Wednesday, July 27, 2011

Lessons for America from the Greek Debt Crisis

As a Greek living in Washington, DC, I am fated to spend much time reading about debt and default. Having lived in both countries, I find the notion that America's fiscal troubles somehow resemble Greece's to be ridiculous (see here). And yet as someone following two parallel debates in Greece and the United States, I cannot help but think that Greece is having a serious debate about government spending, while America is not.

Readers of this blog will note that I have criticized Greek politicians for failing to have a serious debate about debt – so how can I now say that Greece is having a serious debate? In fact, my critique is that they are failing to discuss honestly the origins of Greek debt and its foundation in the post-1974 political economy. I criticize them for blaming speculators when our problems are homemade. And I blame them for limiting their agenda to a “we should not default” platform and thus missing out a chance to challenge Greeks to do better (here and here).

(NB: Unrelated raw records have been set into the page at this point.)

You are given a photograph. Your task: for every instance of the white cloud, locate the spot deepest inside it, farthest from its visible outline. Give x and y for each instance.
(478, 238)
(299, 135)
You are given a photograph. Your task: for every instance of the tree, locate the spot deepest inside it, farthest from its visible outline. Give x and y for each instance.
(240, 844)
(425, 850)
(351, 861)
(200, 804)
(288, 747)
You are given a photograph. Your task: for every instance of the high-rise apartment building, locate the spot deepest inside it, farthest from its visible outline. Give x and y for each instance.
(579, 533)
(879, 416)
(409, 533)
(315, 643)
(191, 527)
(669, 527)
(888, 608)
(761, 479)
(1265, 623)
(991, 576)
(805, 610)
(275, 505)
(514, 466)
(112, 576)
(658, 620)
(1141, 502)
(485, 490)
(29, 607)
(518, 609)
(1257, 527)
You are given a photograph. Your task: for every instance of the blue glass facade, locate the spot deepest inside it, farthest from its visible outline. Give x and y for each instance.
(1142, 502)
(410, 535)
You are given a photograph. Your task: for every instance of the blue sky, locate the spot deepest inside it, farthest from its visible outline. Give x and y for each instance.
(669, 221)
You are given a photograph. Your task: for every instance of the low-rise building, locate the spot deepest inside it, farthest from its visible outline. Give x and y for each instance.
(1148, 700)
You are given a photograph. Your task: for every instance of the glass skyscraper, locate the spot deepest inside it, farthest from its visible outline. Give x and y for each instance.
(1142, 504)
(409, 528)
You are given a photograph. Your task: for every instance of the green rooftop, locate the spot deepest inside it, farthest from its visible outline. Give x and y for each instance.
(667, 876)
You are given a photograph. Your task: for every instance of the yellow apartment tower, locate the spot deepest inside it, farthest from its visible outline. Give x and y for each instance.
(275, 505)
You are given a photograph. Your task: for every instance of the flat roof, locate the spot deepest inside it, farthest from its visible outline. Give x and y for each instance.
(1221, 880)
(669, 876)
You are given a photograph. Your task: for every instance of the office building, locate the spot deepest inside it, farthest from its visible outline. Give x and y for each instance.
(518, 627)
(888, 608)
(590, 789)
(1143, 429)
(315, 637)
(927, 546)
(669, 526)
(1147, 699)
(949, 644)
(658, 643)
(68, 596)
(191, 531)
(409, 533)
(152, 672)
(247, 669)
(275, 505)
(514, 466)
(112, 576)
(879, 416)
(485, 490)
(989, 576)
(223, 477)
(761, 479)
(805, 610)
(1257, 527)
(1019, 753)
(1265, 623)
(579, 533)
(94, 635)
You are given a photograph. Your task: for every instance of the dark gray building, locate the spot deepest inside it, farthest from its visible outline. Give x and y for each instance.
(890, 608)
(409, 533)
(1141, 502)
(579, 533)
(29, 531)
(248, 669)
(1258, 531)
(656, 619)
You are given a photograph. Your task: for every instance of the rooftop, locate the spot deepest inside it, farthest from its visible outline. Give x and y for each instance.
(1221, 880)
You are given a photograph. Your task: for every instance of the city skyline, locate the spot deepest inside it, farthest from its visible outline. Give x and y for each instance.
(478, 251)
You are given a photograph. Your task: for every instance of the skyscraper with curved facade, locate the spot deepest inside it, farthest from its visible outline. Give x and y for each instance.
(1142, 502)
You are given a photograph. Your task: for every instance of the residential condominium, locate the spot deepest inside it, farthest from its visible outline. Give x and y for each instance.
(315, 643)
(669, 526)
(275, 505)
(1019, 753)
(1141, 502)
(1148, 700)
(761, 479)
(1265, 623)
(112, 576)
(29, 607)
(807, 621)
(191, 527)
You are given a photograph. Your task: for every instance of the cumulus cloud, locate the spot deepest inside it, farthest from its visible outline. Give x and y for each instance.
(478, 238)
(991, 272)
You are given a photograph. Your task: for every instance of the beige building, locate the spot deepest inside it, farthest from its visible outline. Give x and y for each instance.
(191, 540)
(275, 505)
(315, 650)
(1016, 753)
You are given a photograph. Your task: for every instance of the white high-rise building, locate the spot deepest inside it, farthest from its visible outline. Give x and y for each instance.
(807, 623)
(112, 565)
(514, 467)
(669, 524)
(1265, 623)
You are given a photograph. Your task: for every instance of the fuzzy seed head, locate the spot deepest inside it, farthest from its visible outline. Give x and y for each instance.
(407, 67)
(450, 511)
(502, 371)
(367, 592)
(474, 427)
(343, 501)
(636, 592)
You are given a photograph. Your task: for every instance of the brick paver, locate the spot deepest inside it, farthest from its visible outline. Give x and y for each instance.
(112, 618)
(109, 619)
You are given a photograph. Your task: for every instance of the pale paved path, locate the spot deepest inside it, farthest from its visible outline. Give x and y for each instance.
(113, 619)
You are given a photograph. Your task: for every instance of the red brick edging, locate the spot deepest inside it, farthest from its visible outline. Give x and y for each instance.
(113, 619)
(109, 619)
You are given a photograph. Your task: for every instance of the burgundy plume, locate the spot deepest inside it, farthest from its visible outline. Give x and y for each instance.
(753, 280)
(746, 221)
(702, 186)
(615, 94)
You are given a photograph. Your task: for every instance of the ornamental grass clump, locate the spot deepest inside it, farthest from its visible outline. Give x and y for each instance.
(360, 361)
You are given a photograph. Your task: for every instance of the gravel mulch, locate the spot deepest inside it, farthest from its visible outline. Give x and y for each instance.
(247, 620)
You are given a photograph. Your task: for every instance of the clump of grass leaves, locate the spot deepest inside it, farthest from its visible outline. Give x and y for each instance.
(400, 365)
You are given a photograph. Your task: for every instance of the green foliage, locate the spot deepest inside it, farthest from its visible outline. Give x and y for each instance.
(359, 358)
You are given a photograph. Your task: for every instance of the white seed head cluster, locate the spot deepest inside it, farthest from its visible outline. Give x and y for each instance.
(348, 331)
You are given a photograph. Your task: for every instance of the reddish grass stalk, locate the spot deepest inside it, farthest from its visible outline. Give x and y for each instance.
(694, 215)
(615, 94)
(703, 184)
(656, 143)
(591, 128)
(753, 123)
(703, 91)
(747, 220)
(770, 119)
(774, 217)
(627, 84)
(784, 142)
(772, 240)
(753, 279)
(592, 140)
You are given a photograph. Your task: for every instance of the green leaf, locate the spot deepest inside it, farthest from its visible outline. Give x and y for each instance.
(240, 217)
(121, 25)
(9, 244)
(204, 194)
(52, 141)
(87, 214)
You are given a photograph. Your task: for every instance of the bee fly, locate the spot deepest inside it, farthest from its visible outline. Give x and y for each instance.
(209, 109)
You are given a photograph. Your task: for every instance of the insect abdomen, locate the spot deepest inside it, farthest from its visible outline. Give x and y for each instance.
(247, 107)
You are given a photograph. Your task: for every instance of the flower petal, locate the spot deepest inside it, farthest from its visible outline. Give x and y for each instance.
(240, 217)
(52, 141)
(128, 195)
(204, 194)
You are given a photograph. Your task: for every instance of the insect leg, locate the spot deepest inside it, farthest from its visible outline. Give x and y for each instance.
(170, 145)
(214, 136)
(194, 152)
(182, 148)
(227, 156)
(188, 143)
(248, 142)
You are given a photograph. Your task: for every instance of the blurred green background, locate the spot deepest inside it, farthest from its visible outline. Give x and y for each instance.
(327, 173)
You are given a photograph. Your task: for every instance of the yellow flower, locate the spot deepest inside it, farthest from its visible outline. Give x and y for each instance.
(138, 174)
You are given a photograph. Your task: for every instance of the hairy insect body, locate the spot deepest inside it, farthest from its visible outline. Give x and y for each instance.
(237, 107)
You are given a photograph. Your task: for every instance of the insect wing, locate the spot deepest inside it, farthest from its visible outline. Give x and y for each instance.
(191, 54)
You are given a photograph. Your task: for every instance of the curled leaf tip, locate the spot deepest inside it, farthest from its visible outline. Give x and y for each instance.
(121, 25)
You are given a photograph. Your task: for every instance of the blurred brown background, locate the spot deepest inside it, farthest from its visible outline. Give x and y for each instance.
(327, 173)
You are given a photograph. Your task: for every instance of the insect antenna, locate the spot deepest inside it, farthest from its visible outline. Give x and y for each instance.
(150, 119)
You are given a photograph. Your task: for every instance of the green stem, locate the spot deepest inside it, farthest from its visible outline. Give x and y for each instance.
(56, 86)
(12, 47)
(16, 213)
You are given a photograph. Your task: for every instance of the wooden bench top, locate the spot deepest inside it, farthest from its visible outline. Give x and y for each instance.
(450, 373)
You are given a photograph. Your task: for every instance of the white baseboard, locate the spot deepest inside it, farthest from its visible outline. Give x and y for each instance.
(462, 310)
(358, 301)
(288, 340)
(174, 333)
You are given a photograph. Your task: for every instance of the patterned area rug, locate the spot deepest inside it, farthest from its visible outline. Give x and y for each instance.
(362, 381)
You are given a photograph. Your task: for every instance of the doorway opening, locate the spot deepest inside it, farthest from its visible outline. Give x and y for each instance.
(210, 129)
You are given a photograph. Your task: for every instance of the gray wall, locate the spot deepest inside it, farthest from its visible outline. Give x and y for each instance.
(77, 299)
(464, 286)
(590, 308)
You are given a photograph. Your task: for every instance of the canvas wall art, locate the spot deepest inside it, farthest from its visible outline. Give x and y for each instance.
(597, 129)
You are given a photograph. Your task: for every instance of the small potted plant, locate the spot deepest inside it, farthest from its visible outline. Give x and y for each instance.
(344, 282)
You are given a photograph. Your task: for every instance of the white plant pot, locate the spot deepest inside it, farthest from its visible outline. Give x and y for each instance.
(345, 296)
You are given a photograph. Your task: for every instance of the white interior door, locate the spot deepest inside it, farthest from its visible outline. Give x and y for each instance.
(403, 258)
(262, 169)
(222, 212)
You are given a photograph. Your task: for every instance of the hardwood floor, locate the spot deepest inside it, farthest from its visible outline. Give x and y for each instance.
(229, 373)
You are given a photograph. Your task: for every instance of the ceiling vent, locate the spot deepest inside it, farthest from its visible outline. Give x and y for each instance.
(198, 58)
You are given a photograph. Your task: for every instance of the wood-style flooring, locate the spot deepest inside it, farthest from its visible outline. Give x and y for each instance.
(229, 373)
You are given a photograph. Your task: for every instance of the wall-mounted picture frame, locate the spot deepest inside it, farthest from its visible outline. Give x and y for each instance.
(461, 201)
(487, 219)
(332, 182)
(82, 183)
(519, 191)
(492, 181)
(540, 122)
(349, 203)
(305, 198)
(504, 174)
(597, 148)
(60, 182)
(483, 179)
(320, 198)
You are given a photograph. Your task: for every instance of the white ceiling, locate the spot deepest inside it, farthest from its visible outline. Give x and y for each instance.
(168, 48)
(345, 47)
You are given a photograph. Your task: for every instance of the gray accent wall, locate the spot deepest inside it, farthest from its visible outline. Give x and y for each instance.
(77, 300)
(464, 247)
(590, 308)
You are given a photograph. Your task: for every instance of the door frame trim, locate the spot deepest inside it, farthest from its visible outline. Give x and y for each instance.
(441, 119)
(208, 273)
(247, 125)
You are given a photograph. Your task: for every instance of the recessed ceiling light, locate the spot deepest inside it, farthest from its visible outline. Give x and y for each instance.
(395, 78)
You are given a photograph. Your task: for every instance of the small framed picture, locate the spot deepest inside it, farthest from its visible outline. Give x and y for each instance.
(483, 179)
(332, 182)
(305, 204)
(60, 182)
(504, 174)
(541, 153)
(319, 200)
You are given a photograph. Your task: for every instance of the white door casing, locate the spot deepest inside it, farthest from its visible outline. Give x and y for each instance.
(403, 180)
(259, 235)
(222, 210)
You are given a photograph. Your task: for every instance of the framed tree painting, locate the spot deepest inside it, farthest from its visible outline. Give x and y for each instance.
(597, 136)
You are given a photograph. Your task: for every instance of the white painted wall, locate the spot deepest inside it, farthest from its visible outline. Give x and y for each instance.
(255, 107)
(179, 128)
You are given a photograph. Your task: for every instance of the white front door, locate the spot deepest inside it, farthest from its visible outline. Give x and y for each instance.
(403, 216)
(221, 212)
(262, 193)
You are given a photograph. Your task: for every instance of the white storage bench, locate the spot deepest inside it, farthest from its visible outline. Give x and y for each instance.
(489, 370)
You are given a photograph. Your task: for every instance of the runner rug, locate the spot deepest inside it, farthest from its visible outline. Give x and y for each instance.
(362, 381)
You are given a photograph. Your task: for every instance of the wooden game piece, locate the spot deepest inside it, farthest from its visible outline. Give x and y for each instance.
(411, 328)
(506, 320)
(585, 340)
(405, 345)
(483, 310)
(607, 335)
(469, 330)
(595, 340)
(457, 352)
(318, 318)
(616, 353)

The United States, by contrast, is having that “historical” debate aplenty – look, for example, at a graph released by the White House trying to apportion blame for the country’s debt between Bush, Obama and “other.” There is more than enough talk about how the country got into its current position – too much in fact. But there is not enough debate about what comes next. In truth, the US debate on raising the debt ceiling is just silly. Let me explain.

Imagine that America was a family spending beyond its means. What would happen? The family would get together, look at the numbers and ask itself two questions: “what can I live without” and “where am I spending too much relative to what I am getting?” From time to time, the US asks itself question number one. But it never really asks the second one.

Perhaps the best example is military spending. In theory, a debate on military spending would entail two questions: what is role of the military relative to other institutions in national security (relative to diplomacy, alliances, multilateral institutions, police work, etc.); and how much money should be spent on defense? Instead, in Washington, there is a group of people who think national security is directly linked to spending: more spending means the country is more secure, period. Of course, this is a preposterous belief: it ignores whether the money is well spent. This is akin to spending $10 rather than $5 on the same cup of coffee and yet somehow thinking that you got a better coffee just because you spent more. Pretty silly.

And yet this is exactly the debate America is having. Two parties are asking whether the country should spend more or less without asking what it gets in return. The spending debate is devoid from the “results” debate. It’s like asking whether the family should spend $100 or $200 less a month without asking what it should be spending it on. If America were having this debate, it would soon realize it’s no debate at all. As I noted before, America’s fiscal problems are trivial relative to Greece’s: all that America needs to do is cut healthcare spending, which it can without compromising health outcomes.

Greece, by contrast, is having this debate. I have no intention to idealize this debate, of course; it is not perfect. But it is still a debate around big questions: how big should the public sector be? How much should public sector employees be paid and how many should we have? How many companies should the state own? What assets should stay in state hands? How much should professions be protected, how and why? What is the role of the state versus the private sector? These questions are integral to a true debate because they link spending levels with results – they are asking now just “how much” but also “on what and with what results.” Not a perfect debate, to be sure, but a good start.

Of course, it took Greece having to stare catastrophe in the face to have this debate. Hopefully, America will get there sooner. It has to.